И когда из «пежо» вышла неимоверно худая, вдвое старше меня женщина с запавшими щеками, щербатая, чрезвычайно похожая на веселые скелеты из мексиканских гравюр, с огромной копной крашеных рыжих волос, походившей на куст, внезапно выросший прямо из головы, я конспиративно содрогнулся. Мутновато-темные глаза, покрытые на белках воспаленными жилками, что наводило на мысль о наркотиках, глаза выпирали из густо напудренного лица, как при базедовой болезни. К счастью, улыбка была открытой и приветливой. О, если бы она была одета в какое-нибудь скромное платьице, ан нет! Дорогое, с какими-то чертовыми кружевами и вензелями, и с головы до ног усеяна бриллиантами!
Мы вплыли в ресторан, и официанты превратились в окаменевшие столбы со сверлящими взорами – ведь не каждый день залетает такая странная пара. Я чувствовал на своей спине буравящие рентгены, я слышал мелкие смешки: с кем же пришла эта экстравагантная старушка-божий одуванчик? с единственным сыном? с верным братом? с партнером по бизнесу? ха-ха! бросьте вы, наивные люди, это же сучонок-любовник, срывающий с нее дикую деньгу, бессовестный жиголо, герой полового сервиса для старушек!

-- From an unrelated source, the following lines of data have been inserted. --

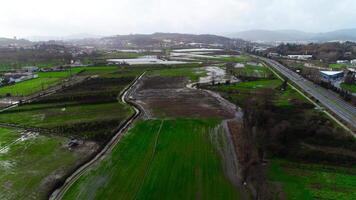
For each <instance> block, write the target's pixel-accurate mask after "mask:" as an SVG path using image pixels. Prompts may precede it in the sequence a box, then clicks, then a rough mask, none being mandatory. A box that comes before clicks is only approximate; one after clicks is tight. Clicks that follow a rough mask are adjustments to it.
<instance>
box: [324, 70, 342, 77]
mask: <svg viewBox="0 0 356 200" xmlns="http://www.w3.org/2000/svg"><path fill="white" fill-rule="evenodd" d="M320 72H321V73H323V74H326V75H328V76H333V75H336V74H340V73H344V72H343V71H320Z"/></svg>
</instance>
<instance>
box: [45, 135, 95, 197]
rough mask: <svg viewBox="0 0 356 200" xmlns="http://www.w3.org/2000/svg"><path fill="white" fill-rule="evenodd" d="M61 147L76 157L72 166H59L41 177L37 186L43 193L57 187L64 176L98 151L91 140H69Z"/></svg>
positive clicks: (69, 174) (63, 177) (68, 173)
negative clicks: (68, 140)
mask: <svg viewBox="0 0 356 200" xmlns="http://www.w3.org/2000/svg"><path fill="white" fill-rule="evenodd" d="M62 148H64V149H68V150H70V151H71V152H73V154H75V156H76V157H77V158H78V159H77V160H76V162H75V163H74V164H73V165H72V166H69V167H66V168H60V169H58V170H56V171H54V172H53V173H52V174H50V175H48V176H47V177H46V178H45V179H43V180H42V182H41V185H40V187H39V188H40V189H39V190H40V191H43V193H48V194H50V192H49V191H48V190H49V189H50V190H53V189H54V188H58V186H59V185H61V184H62V183H63V182H64V181H65V179H66V177H68V176H69V175H70V174H72V173H73V172H74V171H75V170H76V169H78V168H79V167H80V166H81V165H82V164H83V163H85V162H87V161H89V160H91V159H92V158H93V156H95V155H96V154H97V152H98V151H99V149H100V146H99V144H98V143H96V142H93V141H78V142H75V143H73V141H72V140H71V141H69V142H68V143H67V144H63V146H62Z"/></svg>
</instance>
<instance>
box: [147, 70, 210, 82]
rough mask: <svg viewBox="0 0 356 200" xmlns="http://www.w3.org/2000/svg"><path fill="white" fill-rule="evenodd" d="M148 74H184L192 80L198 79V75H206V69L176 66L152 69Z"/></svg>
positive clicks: (187, 77) (171, 75)
mask: <svg viewBox="0 0 356 200" xmlns="http://www.w3.org/2000/svg"><path fill="white" fill-rule="evenodd" d="M150 75H156V76H168V77H175V76H184V77H187V78H189V79H190V80H192V81H198V80H199V77H202V76H205V75H206V71H205V70H204V69H201V68H195V67H177V68H169V69H159V70H154V71H152V72H150Z"/></svg>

Бедняга! Ведь не так легко слышать каждую ночь, как грохочут её столетние кости…
Как я страдал! И, конечно, не только от смешков за спиной, но и от потенциального риска: ведь наша картинная пара отпечатывалась в любых мозгах – невыносимо для разведчика, всегда жаждущего быть незаметным и серым, как тигр в ночной пустыне. Катрин блистала умом, жизнь прожила в одиночестве, которое чувствовала остро, особенно в чужой стране, отсюда и желание общаться с внимательным, чутким, живо реагировавшим на каждое слово, очаровательным… нет слов, нет слов! Политика ее давно не интересовала, секретность приелась, и желание нормально общаться намного перевешивало обычные (и обоснованные) страхи контакта с русскими. Первый ужин похож на собеседование с абитуриентом, когда важны и анкетные данные, и общий образ, и все видимые и невидимые детали: вспышки улыбки, хмурость лба, количество сигарет (курила Катрин нещадно, причем едкие «Голуаз», я задыхался и попытался укрыться в дыме черчиллианской сигары), число прикасаний к рюмке прелестными губами («пьет умеренно», это для агентурного дела) – первый ужин проходил радостно, как фейерверк.
«Я впервые здесь в столице встречаю такого интересного человека…» – это, конечно, я, с оскалом белоснежных зубов, элегантный, как десять тысяч роялей, не забывавший (к черту официанта!) наполнять бокал французским шампанским «Мумм»[46]. – «Надеюсь, мы будем друзьями, знаете, я не люблю политику, хотя ею и приходится заниматься в посольстве…» – это хитроумный Казанова, унюхавший настрой. – «Я тоже…» – «Хорошо бы, чтобы наши встречи остались чисто личным делом… Трудно все объяснить, но тут в стране некоторые люди пытаются бросить тень на русских», – это снова я, и это называлось первым элементом конспирации и ложилось в досье, облеченное в рутинную фразу «Договорились не афишировать контакт».
Успех! успех! ноздри мои (как и у лошади, на которой мчал домой), раздувались от счастья: я проводил даму к «пежо», поцеловал на прощанье руку, стараясь смотреть мимо морщинистых тонких пальцев, унизанных перстнями и одуряюще пахнувших куревом, через этот ад я прошел мужественно и на моей физиономии можно было прочитать только блаженство. И действительно, блаженство! что может быть радостней в жизни разведчика, чем появление перспективной разработки, да еще шифровальщицы? Это – как внезапное озарение, как «Я встретил вас, – и все былое…», – и мир прекрасен, уходят дурные мысли, не тянет печень, отменно пищеварение, не мешает плоскостопие, в семье наступает благоденствие и согласие, и чета, не ссорясь, в обнимку выписывает шмотки по «Квеллю».